Vol.84 [2009.9.28]

 まさに「あっという間」。
この間今年がはじまったかのようだ。そして夏が過ぎ秋になった。今年は5月のゴールデンウィーク、9月に通称シルバーウイークの大型連休がある。

 今年、私はその期間に東京芸大で工芸実習のオープンクラスを受けることにした。
大学の講座と言えば、以前の会社で上智大学の「社会人講座」で、受けたいものがあれば3ヶ月間取らせてくれ、それで知った。今回に関しては会社は無関係で、私自身決めた。
 受験で2度トライし、残念ながら最後まで登り切れなかった芸大だが、こんな講座があるなんて最高。今年まで全然知らなかった。しかも、行きたかったこの講座だけ、休日を利用した6日間。ヤッホ〜!そして今、私はその真っ最中。
しかし、教授や講師の方々の、まさに『ゴッドハンド』。教えてもらうだけで確実に何かが身体の中に染み渡る感じ。そう、パソコンじゃなくて、こうやってコツコツと何かを触りながら探して行くって本当に素晴らしい。

******* 

 7月頃から私には多くミラクルなことが起こっている。
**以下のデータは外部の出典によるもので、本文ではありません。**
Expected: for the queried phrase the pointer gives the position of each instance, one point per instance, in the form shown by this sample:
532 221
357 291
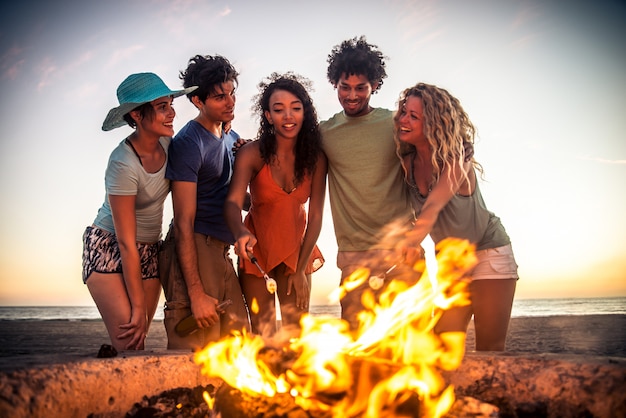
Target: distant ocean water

ミラクルだなんて、たいそうな言い草だが、でも、こういうのを「ミラクル」というんじゃないだろうか。
 ある日、ふいに昔の同僚を思い出した。彼は私より後輩だったが、二人とも会社を辞めても、必ず1年に一度ぐらいひょんなところで鉢合わせをしていた。渋谷で下北沢で青山で…。まさに角をまがるとお互いそこに居るという具合に。
「なんか縁が切れそうになったら会っちゃうよね〜」なんて、二人で悪態にも似た仲良しならではの会話をし、会った後はたまにメールもしていた。だが、それから会わないまま過ぎ、2〜3年たったある日ふと思い浮かべた。前にパソコンが壊れてからアドレスもわからなくなってしまっていた。デジタルの悲しさ。思い浮かべるしかできなくなっていた。
だが、何とその次の朝。「生きてる?」という題名のメールが。
何と!まさにその同僚からだった!おもわずみぶるいするようなタイミング!
煥発入れずに返信すると「呼ばれてるのがわかっちゃったんだな」などとまたふざけていたが、実際本当に二人ともびっくりしていた。
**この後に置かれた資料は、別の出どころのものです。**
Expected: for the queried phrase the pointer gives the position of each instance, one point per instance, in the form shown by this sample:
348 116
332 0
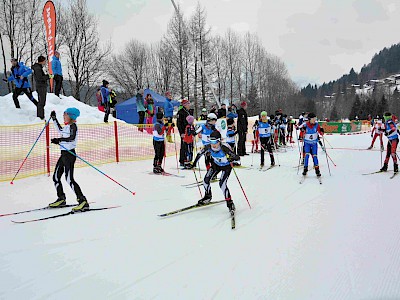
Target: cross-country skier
159 129
206 130
264 129
222 156
66 162
378 129
311 130
393 140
  その後、ある土曜。友達とひさしぶりに逗子に行った。ここは海辺に小さな岬があってそこには芝生が植えられている。夏でなくとも海辺のランチはしごく楽しく、海辺を去って夕食で立ち寄った和食屋さんでは地元の方と仲良しになりつい話しこみ、東京に戻ったのは終電近くとなった。
いつもながらにギュウギュウ詰めの新宿からのJR中央線。ポジションを変えるのも苦しい。さっきまでの逗子はどこへ行ってしまったのだろう…。そうしてやっと降りる駅の手前で、隣の人を見る隙ができた。あ!さっきまでお互いに直角のポジションで私の隣でつり革につかまって船をこいでいたのは!
何と私の友達!しかも「どうしているかな」と思ったのがその前日のことだった。さすがに驚いて、寝ている友達を起こしてしまった。「○○ちゃん!」
起きがけで赤い彼女の目も、次の瞬間すっかり丸くなっていた。

  そしてある夕方。ちょっと残業になり、やれやれといつもの階段を降りた。すると!
「あ、この顔!」私は瞬間、彼女に駆け寄った。
「覚えてる?!」「..あ〜!!まりこちゃん!」
まさにお互い驚き顔。彼女は私の名前を覚えていてくれた!何と10年ぶりの再会だった。その前夜ふと「彼女はバレエが得意だったな、最初に腕のラインのことを教えてくれたのは彼女だったなあ。どうして会わなくなったかな。覚えてないのはなぜ」と、たるみはじめた二の腕に渇を入れようと、ひさびさにポーズをとってみたりしていたのだった。

  そして9月。これはもっと直接的な出来事だが。
また急に思い出したともだちがいた。彼は、国際結婚をして海外に行ったところまでで音信不通になった。カメラの仕事をしていたので、なんとなく名前をグーグルで検索してみた。日本語ではなく、ローマ字記載で出てきたアーティストファイルの中の人。作品の様子が似ている。でも、その人は違う外国にいた。でも思い切って連絡先にこう締めくくった。「もし私の知っている○○さんでなければ、この連絡、誠に恐れ入ります」次の日。
「まりこーーー!!元気!?10年ぶりだね!」
ああ、そんなに時間が経っていたんだ。

しかしやっぱり、いづれにせよ、『思い』は通じるのだな。そんな今日この頃。
あの素晴らしいサムライイチローでさえ、仲間といい関係ができてもっとうまくいく。
何ごとも、手を拱いて見ているのではなく、自分の心を感じたら、自分で求めていくべきなのかも。